Suppression des lignes aériennes domestiques : où est la concurrence ?

Présenté comme une contrepartie environnementale aux prêts reçus par Air France, l’arrêt des lignes aériennes domestiques pour lesquelles existe une alternative ferroviaire de moins de 2 h 30 conduit à la suppression d’un mode de transport concurrent du TGV : l’avion. Le gain environnemental d’une telle restriction compensera-t-il l’atteinte possible à la concurrence et au choix du consommateur ? A vrai dire, la question n’a pas été posée en ces termes jusqu’ici, faute d’une véritable analyse coût/bénéfices.

Du côté des bénéfices, l’arrêt des trois lignes aériennes Bordeaux-Paris, Lyon-Paris et Nantes-Paris, opérées principalement par Air France, aura pour effet de réduire les émissions de gaz à effet de serre. De combien ? Sur la base du calculateur de la Direction générale de l’aviation civile, on peut estimer que la baisse annuelle des émissions sera de l’ordre de 63.000 tonnes, sur un total des émissions de la France de 441 millions de tonnes en 2019. Le bénéfice environnemental représente donc 0,014 % des émissions totales françaises et 0,046 % des émissions totales du secteur des transports.

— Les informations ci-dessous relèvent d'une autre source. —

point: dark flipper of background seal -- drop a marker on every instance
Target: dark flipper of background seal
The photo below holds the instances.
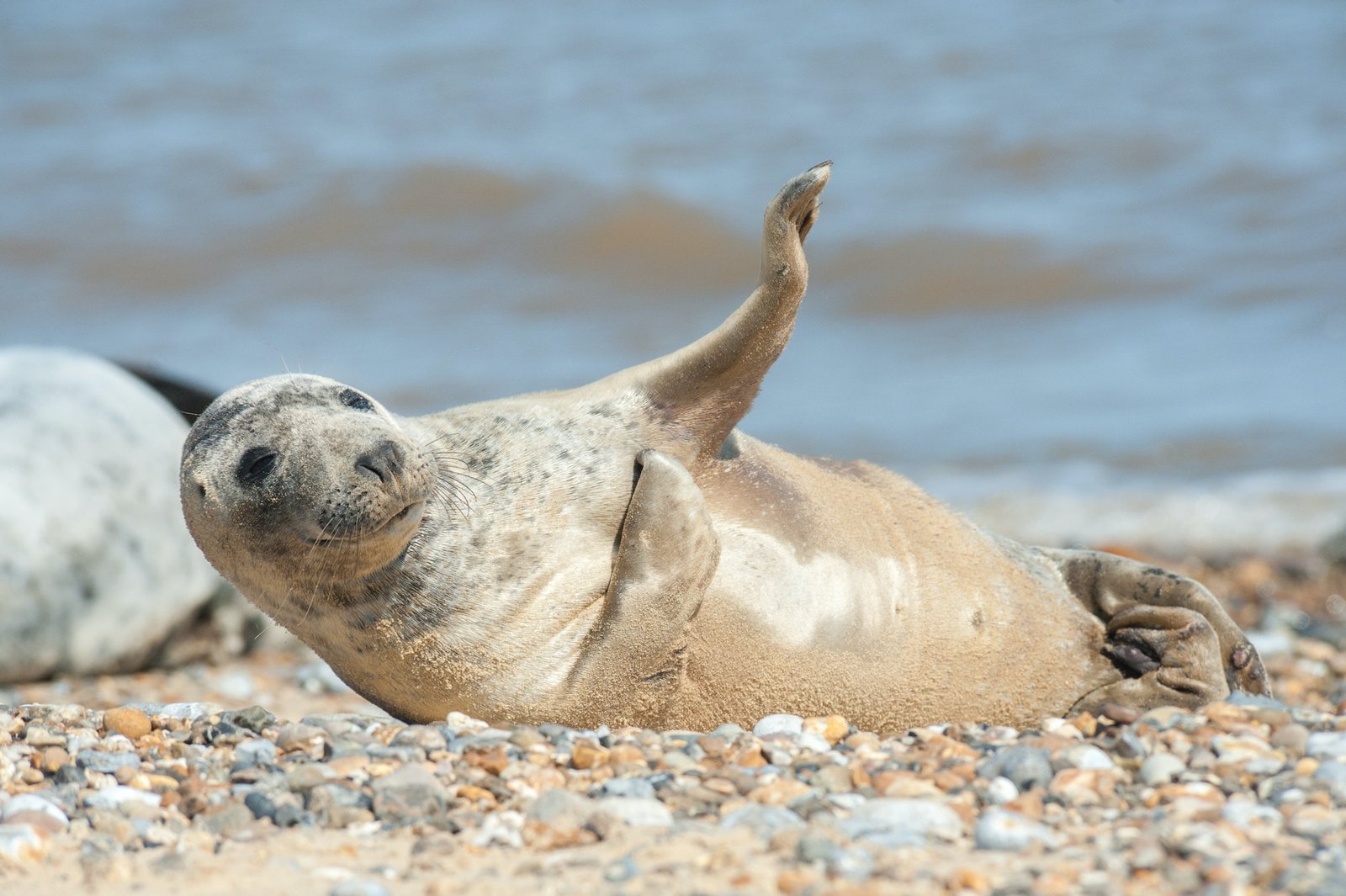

Ce gain paraît donc de prime abord bien maigre en valeur absolue. Il pourrait également être altéré par le fait qu’une partie des clients de l’avion vont se reporter sur la voiture ou le car, au lieu du train dont les prix pourraient augmenter.

Qu’en est-il du coût résultant de la réduction de la concurrence ? L’interdiction s’impose également aux nouveaux entrants dans l’aérien et revient donc à supprimer une alternative au TGV. On peut donc craindre un impact négatif pour les consommateurs, notamment aux heures et périodes de pointe, et ce pour au moins trois raisons.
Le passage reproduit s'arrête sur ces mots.